船人がライン河畔の岩の上で歌う妖女の歌声に魅せられて聞いているうちに、船が淵に飲み込まれて難破してしまうという伝説を歌ったハイネの詩にジルヘルが曲をつけ、それに詩の部分を近藤朔風が翻訳して女性唱歌集に入れたことがはじまりで、この歌は、戦前は主に女学校で歌われたと思われるが、戦後は新制中学校の音楽教科書にはじまり、長年に亘って中学校の音楽教科書に掲載されてきた歌である。
ハイネ(Christian Johann Heinrich Heine 1797〜1856) 19世紀ドイツ最大の詩人の一人
詩・紀行文集「旅の絵」 、詩集「歌の本」、評論「ロマン派」、「ドイツ宗教哲学史」、「ドイツ、冬物語」、晩年詩集「ロマンッェーロ」等の著作が残されている。

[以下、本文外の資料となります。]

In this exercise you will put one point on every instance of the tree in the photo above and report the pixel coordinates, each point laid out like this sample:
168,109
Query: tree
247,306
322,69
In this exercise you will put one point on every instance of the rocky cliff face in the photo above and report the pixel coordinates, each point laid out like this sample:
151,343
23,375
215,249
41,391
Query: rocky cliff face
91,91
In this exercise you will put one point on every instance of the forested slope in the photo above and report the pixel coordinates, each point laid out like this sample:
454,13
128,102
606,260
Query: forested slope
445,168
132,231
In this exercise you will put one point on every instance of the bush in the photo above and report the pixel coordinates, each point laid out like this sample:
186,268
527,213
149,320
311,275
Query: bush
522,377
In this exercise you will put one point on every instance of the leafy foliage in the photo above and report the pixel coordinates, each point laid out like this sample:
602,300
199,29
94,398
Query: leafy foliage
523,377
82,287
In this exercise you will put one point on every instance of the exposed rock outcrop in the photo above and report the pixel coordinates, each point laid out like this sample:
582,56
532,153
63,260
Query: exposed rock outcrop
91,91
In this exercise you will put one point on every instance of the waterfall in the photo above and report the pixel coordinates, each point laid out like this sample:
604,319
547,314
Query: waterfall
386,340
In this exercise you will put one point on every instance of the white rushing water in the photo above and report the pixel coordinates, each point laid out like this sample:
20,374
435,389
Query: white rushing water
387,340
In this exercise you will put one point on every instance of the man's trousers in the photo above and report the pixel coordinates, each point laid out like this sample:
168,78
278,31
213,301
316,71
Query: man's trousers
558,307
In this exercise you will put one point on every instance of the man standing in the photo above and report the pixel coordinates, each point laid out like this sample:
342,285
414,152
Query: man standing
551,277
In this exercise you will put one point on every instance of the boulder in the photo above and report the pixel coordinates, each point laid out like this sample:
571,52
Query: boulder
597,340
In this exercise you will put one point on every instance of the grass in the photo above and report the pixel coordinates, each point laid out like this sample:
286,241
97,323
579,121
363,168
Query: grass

ジルヘル(英語読みはジルヒャー)(Silcher,Fridrich 1789〜1860)
ドイツの民謡収集家、作曲家
1806年に音楽教師の仕事をはじめ、ウエーバーとの出会いをきっかけに音楽家の道をめざすようになった。1817年にチュービンゲン大学の音楽監督になってから、1829年に男性合唱団、1839年には混声合唱団を設立して演奏活動を行う。1852年名誉哲学博士。ぺスタロッチとネーゲリの思想に共鳴し、その教育理念を大衆音楽教育として実践。存亡の危機に瀕していた民謡を収集・編曲活動を通じで救出し、家庭音楽やアマチュア・コーラスのレパートりーとして新しい命を与えた。ウエーバー、メンデルスゾーン、シューマン等の作品を参考に、世に出した約250曲の歌曲や多くの合唱曲(編曲)の中には、今なお歌われているものもある(ローレライなど)。ほかに教会用合唱曲、鍵盤楽器のための作品等が残されている。
近藤朔風(1880〜1915) 訳詩家
東京外国語学校を卒業。明治36年、この外国語学校在学中に 東京音楽学校でオペラを上演した際に、翻訳を担当したと言われている。その後「音楽新報」誌上に西洋歌曲の訳詩を次々に発表したが、当時、「
ローレライ」は名訳として評価されていたという。外国語学校では英語を選考したが、後にドイツ語に転じ、イタリヤ語も勉強していたし、美術学校や音楽学校にも通っていたといわれている。